Gestaltung zwischen Wien und Wallstreet

Wir arbeiteten demnach zweigleisig: Einen klassischen Operetten-Entwurf und eine kreative Kür mit einer deutlich höheren Abstraktion des Themas. Auf dem klassische Entwurf sieht man einige der Darsteller in Situationen, die ein ausschweifendes Fest andeuten. Er arbeitet mit Gegensätzen wie Licht und Schatten, Farben etc.

Für den favorisierten Entwurf benutzen wir eine Visualisierung von Stichworten der Vorlage: Börse, Fledermaus, Maske, Nacht, Rache...
Die Neuinterpretation der OCH versetzt nämlich die Handlung vom dekadenten Wien der Jahrhundertwende in das Hamburg der Jahrtausendwende. Die rote Maske der Rache erinnert in der Form an eine Fledermaus.
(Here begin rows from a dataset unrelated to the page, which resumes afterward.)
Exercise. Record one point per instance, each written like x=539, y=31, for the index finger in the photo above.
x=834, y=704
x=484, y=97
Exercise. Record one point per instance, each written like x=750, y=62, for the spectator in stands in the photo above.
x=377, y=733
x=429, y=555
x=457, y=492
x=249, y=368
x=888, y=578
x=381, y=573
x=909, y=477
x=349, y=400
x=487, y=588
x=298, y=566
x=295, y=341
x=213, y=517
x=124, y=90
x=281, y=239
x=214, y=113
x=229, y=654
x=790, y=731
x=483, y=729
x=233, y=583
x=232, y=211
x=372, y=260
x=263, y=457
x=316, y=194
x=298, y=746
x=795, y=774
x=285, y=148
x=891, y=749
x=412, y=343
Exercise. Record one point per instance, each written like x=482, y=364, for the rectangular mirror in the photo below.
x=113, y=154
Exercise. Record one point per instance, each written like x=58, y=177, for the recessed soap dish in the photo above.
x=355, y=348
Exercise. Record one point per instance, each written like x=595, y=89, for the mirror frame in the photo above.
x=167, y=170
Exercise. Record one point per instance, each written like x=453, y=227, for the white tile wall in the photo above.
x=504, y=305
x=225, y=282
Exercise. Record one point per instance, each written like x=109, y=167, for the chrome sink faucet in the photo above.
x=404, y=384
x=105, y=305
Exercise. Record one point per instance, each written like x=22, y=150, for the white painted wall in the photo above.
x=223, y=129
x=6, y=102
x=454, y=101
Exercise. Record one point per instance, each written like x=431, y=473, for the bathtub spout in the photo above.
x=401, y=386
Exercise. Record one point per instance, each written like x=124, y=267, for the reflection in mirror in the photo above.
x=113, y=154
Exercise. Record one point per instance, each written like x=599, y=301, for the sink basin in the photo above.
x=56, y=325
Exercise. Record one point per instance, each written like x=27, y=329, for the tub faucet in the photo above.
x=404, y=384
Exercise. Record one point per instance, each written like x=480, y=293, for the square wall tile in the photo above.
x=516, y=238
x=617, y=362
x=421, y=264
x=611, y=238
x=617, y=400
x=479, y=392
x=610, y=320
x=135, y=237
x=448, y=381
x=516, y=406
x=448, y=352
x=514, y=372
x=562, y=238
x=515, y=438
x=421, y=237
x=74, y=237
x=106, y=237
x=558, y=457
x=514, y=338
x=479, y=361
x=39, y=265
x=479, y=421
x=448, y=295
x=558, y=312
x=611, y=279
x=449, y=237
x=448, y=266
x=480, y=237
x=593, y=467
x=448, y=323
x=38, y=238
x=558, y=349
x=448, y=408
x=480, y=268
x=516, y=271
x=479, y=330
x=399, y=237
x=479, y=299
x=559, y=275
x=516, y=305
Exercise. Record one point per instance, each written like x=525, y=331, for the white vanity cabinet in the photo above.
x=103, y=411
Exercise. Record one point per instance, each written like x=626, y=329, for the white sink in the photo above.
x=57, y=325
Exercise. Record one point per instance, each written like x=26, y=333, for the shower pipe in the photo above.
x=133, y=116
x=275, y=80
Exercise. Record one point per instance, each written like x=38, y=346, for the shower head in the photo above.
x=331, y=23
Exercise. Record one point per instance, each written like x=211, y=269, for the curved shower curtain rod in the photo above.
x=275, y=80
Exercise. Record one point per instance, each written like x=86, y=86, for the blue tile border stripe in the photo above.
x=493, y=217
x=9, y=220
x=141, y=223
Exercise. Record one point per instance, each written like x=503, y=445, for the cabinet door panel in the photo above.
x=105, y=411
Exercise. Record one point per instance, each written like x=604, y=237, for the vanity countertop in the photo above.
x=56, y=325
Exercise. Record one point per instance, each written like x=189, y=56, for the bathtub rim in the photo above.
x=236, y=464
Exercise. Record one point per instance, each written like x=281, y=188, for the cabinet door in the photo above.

Beim näheren Betrachten wird deutlich, dass sie aus Zeitungspapier geschnitten ist, auf dem die Börsenkurse stehen.

Der Auftraggeber zeigte spontane Begeisterung für den klassischen Entwurf mit dem operettenhaften Ansatz. Es wurden bereits die Details des Plakates besprochen, als wir mit der Präsentation unseres Favoriten die Diskussion von Neuem entfachten. Die modernere Interpretation des Themas wurde zwar einhellig begrüsst, jedoch wurden auch die damit verbundenen Gefahren klar erkannt: nämlich eine Entfernung von der bisherigen Positionierung.

Wir einigten uns schließlich auf eine Synthese: Die Grundgestaltung des modernen Entwurfs wurde mit Versatzstücken der klassischen Variante verschmolzen. Zusätzliche Farboptimierungen würden für ein freundliches Image sorgen. Die Änderungen mussten zügig umgesetzt werden, damit das Plakat rechtzeitig zur Premiere am 11. November 2000 im CCH fertig würde.

 



favorisierter Entwurf

Der favorisierte Entwurf ist modern und plakativ, ...

alternativer Entwurf

... der andere Entwurf, klassisch operettenhafter.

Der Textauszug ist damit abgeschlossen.